Galatasaray gol yemedi, kalede Ufuk vardı. Çok merak ediyorum kendisini. Kaledeki heybeti, fiziği, fasülyeden bir maça çıktığı haldeki konsantrasyonu, duruşu, imajı benim gibi Aykut antipatisi olanları umutlandırdı.

Nonda girdiğinde ister inanın ister inanmayın, gerçi dediğim çıkmadı ama 3 gol atar dedim. Dediğimi kimse duymadı, tek başıma maçı seyrettim. Gol attığına da sevinmedim. İstatistiğini geliştirmekten başka işe yaramıyor. Görüşüm değişmez, isterse her sene gol kralı olsun. Baroş gelene kadar idare etsinler yeter.

Bi ara yanlış görmediysem Linderoth'u gördüm sahada. Aydın'ı görmek isterdim oysa Ayhan Akman'ın yerine. Ey büyük koskoca Ayhan Akman, bu kadar kolay bir maçta bile öne çıkamıyorsun ya, sana önerim kaç askerlikten akıl danış Tümer'e.

Bugün maçta Emre Aşık'a da acıdım. Ey büyük Surinamlı Reykart( bu arada yeni yıldaki yeniliğim nasıl duyuyorsam bundan böyle öyle yazacağımdır. İster gülün ister hak verin yabancı dilimiz yok, bu yüzden hep yanlış yapıyoruz üstüne Türk dilinin yılmaz savunucusu bekçisiyiz işinize gelirse) sana kimse deme di mi? Emre Aşık büyük maç futbolcusudur, sıradan maçlarda sıradan futbolcu olur. Sen beklet misal Aletiko Madrid maçında , 36 yıl önceki Tarık gibi oynat.

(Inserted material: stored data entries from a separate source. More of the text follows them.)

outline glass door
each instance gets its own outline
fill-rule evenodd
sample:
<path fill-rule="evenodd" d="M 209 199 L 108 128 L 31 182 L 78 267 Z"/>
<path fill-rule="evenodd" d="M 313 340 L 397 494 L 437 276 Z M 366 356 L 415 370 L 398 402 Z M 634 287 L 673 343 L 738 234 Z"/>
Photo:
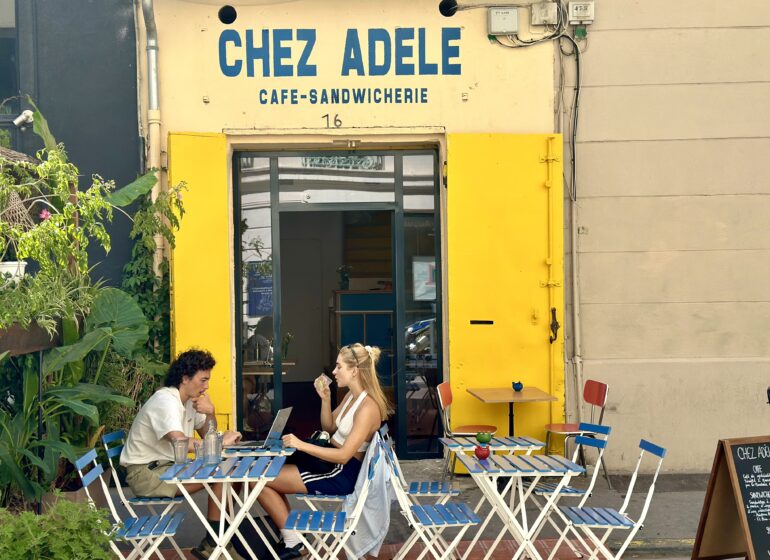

Caner, ikinci yarıya mühür vuracak anlaşılan. Hakkında tam hüküm vermem için bir büyük maçını seyretmem lazım.Şu var ki kafası çalışıyor, Galatasaray'a yakışıyor.

Demem o ki sevgili büyük Galatasaray taraftarı, savunmada Servet'in yanında biri, ön liberoda Sarp ve Topal'dan biri, ilerde mahşerin 5 atlısı olan Galatasaray'ı seyretmeye doyamayacaksın.

Büyük Galatasaray taraftarı, sen pek bilmezsin biz Galatasaray'ı neden çok seviyoruz? Bugünkü duruşu için örnek. Eğer 10-0 yenselerdi ben bu akşam kusacaktım. Bırakalım gol rekorlarını başkaları kırsın, başkaları vursun düşenin üstüne bir tekme, biz Galatasaraylı'yız farkımız olmalı.

Kusurumaza bakma mor beyazlı fındık diyarı, seni seviyoruz, ama izin ver, başka sevdalar peşindeyiz biz, bizimki iflah olmaz Galatasaray sevdası. Ordu'lu sana selam olsun.